Like Kovar, Henderson believes today’s near-retiree investors have caught onto the fact that they need more than just advice about asset accumulation—and they will vote with their feet when they feel their advisers aren’t meeting their needs. Some of the basic service-level expectations that are emerging, they suggest, include the provision of guidance about Social Security optimization, the ability to forecast and budget for health care expenses, and the development of estate/legacy plans. Advisers might not have to be complete experts in all these topics to be successful, but they must be able to navigate holistic planning discussions and effectively collaborate with the appropriate third-party providers.

“What does more effective retirement income advice look like?” Henderson asks. “In my view, a lot of it has to do with creating tax diversification—that is, making sure people aren’t just hitting retirement with all their money stocked away in a traditional 401(k) plan. For the vast majority of people, using both Roth-style accounts and traditional tax-sheltered savings will be important.”

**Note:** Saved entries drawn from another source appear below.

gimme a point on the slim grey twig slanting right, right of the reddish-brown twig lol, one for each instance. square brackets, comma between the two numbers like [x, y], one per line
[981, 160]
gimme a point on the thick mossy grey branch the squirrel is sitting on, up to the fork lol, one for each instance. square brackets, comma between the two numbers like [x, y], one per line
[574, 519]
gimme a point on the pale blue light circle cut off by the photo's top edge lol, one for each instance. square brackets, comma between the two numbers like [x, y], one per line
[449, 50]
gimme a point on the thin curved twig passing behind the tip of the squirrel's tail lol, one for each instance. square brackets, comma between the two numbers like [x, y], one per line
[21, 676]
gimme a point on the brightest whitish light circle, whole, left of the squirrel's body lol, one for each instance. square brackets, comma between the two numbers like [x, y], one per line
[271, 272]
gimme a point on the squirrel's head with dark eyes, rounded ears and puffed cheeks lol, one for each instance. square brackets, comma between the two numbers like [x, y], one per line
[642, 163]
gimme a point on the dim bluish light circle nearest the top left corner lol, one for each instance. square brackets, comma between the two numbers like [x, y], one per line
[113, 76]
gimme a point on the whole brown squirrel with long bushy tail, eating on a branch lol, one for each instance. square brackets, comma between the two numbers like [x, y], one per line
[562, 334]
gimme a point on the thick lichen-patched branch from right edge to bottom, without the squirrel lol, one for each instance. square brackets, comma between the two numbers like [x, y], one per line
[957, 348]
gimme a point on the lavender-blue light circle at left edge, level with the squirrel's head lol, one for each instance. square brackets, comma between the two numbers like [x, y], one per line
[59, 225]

Among the biggest issues Henderson sees in the marketplace today is the tendency of (unadvised) investors to use the required minimum distribution (RMD) age as the main proxy/input in deciding when to start drawing down their tax-advantaged savings. Retirees need to remember that every year they wait for the RMD age, the more quickly their tax-advantaged money will ultimately have to come out in the future, which means the annual distributions and the annual taxes are potentially going to be higher. Advisers and accountants should look at this dynamic very carefully and help people make the optimal decision for them.

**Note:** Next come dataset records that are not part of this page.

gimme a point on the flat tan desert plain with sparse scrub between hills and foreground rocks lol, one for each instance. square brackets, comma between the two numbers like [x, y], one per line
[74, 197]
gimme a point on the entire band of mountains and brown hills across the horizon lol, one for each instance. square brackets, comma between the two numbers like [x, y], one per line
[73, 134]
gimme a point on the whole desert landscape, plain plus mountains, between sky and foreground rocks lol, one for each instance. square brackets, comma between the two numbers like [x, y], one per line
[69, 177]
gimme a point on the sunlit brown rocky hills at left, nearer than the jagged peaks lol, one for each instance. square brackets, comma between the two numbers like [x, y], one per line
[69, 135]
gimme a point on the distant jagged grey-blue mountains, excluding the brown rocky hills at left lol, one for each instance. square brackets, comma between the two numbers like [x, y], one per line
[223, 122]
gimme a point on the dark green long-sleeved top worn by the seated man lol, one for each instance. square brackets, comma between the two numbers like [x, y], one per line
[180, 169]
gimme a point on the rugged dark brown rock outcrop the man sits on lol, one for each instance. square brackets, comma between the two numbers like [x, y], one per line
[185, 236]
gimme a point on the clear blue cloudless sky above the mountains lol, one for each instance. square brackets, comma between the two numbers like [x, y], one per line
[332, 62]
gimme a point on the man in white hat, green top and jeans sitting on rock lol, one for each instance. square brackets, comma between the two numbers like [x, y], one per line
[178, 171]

Henderson notes that many of his clients ultimately choose—thanks to his suggestions—to enact small-but-regular conversions of tax-sheltered assets into after-tax Roth accounts. Sometimes this strategy may result in a person paying more income tax in a given year than they otherwise would have, but in the long run, the strategy proves more effective than simply deferring taxes as long as possible.

Beyond the importance of tax planning, Henderson and Kovar preach the central importance of helping people actually envision what they want their life in retirement to look like. As Kovar explains, many retirees report feeling lost and purposeless shortly after they leave work.

“Without the purpose that work brings, they begin to wonder who they are, and what they should do,” he says. “However, with good planning and some intentionality, retirement can be a person’s next greatest adventure.”